In parallel, the Domino Enterprise AI Report for 2026 reports that 57 percent of the surveyed companies are experiencing a return on investment that lags behind their actual expenditures, a plateau that has been observed since 2025. External forecasts from Gartner further predict that by 2027, more than 40 percent of so-called agentic AI projects—that is, projects with autonomously acting AI systems—are likely to be discontinued. These figures support the thesis that, so far, artificial intelligence has not been a decisive competitive advantage for most companies, but rather an experimental cost center with uncertain returns. At the same time, the same data does not imply that the technology is worthless overall, as a small group of companies are indeed achieving significant results, indicating a widening gap between successful and unsuccessful implementations.
Consolidation is taking place, but not where it is expected
A common expectation in public debate is that financially struggling model developers will sooner or later be acquired by wealthier competitors, potentially triggering a chain reaction of market consolidation. However, actual observations over the past twelve months reveal a different pattern. Instead of outright takeovers of frontier model developers by hyperscalers, minority stakes, long-term computing capacity contracts, and so-called partial acquihire deals—where essentially talent and licenses are acquired without taking over the entire company—dominate. The real wave of consolidation is instead taking place at the application level, for example, through Salesforce's acquisition of customer service AI provider Fin, ServiceNow's purchase of Moveworks, and IBM's acquisition of Confluent, supplemented by acquisitions of large Indian IT service providers specializing in AI-driven business processes.
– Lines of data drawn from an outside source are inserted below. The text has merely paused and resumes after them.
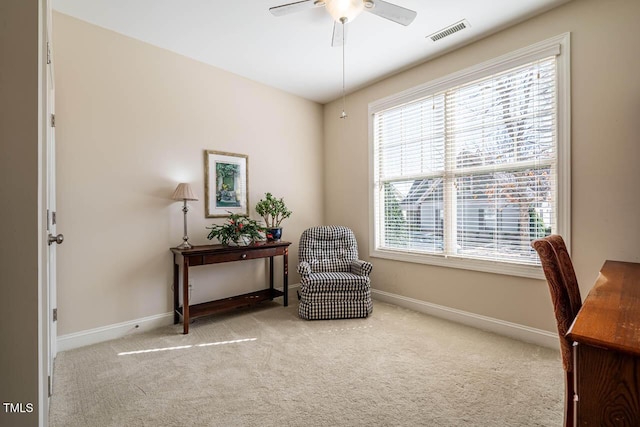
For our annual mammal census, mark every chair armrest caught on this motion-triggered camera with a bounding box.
[351,259,373,276]
[298,261,311,276]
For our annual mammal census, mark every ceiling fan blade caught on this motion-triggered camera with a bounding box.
[364,0,418,26]
[269,0,323,16]
[331,21,349,47]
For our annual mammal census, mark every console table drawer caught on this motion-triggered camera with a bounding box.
[202,248,282,265]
This observation is economically insightful because it shows that the perceived economic value currently lies less in the development of new basic models, which are increasingly seen as interchangeable, but rather in the ability to embed these models in concrete business processes usable by end customers. An additional limit to consolidation arises from geopolitical factors: In April 2026, it was revealed that a planned acquisition of the Chinese AI company Manus by Meta had been halted or significantly hampered by a government order from China. This demonstrates that cross-border acquisitions in the AI sector are increasingly coming under geopolitical scrutiny. Further rumors, such as Stripe's potential interest in acquiring the OpenRouter platform or Nvidia's interest in Hugging Face, remain unconfirmed speculation and should not be confused with documented transactions.
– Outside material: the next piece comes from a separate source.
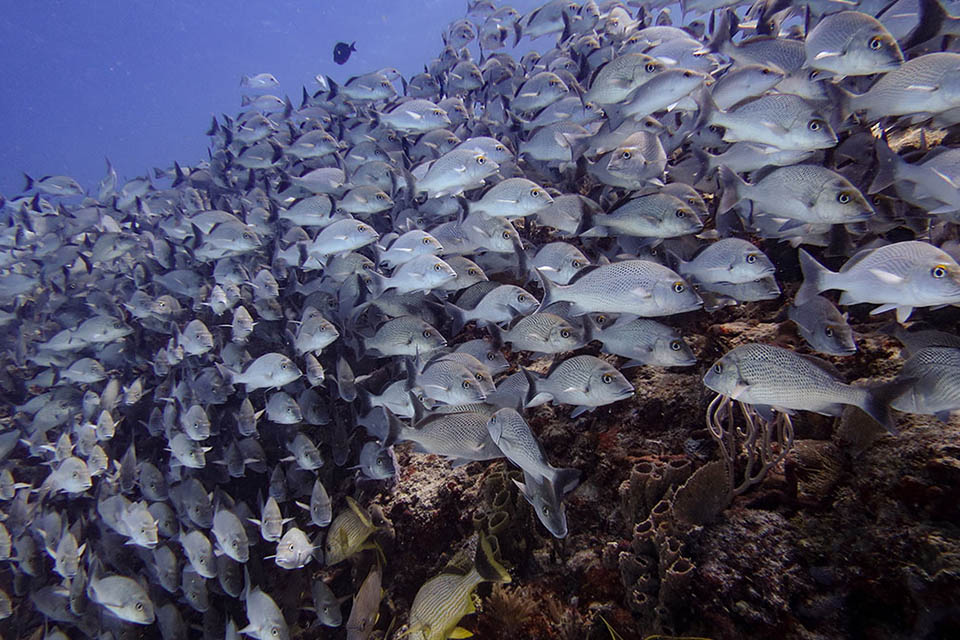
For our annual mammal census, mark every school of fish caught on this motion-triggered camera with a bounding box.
[0,0,960,640]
Regulation as an additional cost factor, but not a short-term obstacle
At the regulatory level, the European Union is currently furthest advanced with its AI Regulation. Since August 2, 2026, transparency obligations for general-purpose basic models have been in effect, along with corresponding enforcement by the European AI Office. The originally stricter obligations for AI applications classified as high-risk were postponed to December 2027 and August 2028, respectively, through the so-called Digital Omnibus procedure. This extension means that while companies will have to bear documentation and transparency costs in the short term, the actually cost-intensive compliance requirements for high-risk applications will only take effect after a considerable delay. For the core question of return on investment examined here, this means that regulatory pressure will not be a decisive factor for potential consolidation in the foreseeable future, even though it is likely to influence the long-term cost structure of the industry.
Two camps, two worldviews: Bubble or foundation of a new industry?
The public debate can be roughly divided into two camps, which differ fundamentally in their interpretation of the same data. The skeptical camp, which includes some credit analysts, well-known investors like Michael Burry, and numerous social media commentators, draws parallels to the dot-com bubble of the early 2000s or the overinvestment in telecommunications networks during that period. Their core argument is that current investment sums far exceed realistically achievable end-customer revenues and that a single data center with a capacity of one gigawatt incurs construction costs of an estimated 80 to 100 billion US dollars, while the achievable annual revenues are more in the range of 10 to 12 billion US dollars. This results in a payback period that is significantly longer than the actual technical and economic lifespan of the graphics processing units (GPUs) used.
The more optimistic camp, which includes analysts from Barron's, Vontobel, parts of Goldman Sachs, and Reuters, points out that the current valuation levels of the companies involved are significantly lower compared to the multiples of the dot-com era and that the financing corporations have considerably stronger operating cash flows than the telecommunications companies of that time. A report by the research firm Exponential View, distributed via Bloomberg, argued in early summer 2026 that AI-related revenues outside China had already exceeded the estimated write-downs of hyperscalers and neoclouds in the first quarter of 2026, albeit with very thin margins. Counter-analyses, such as those by the research platform WireSift or analyst Joseph Klement, conclude, however, that there is a structural gap of more than one trillion US dollars per year between the necessary and the actual end-customer revenue.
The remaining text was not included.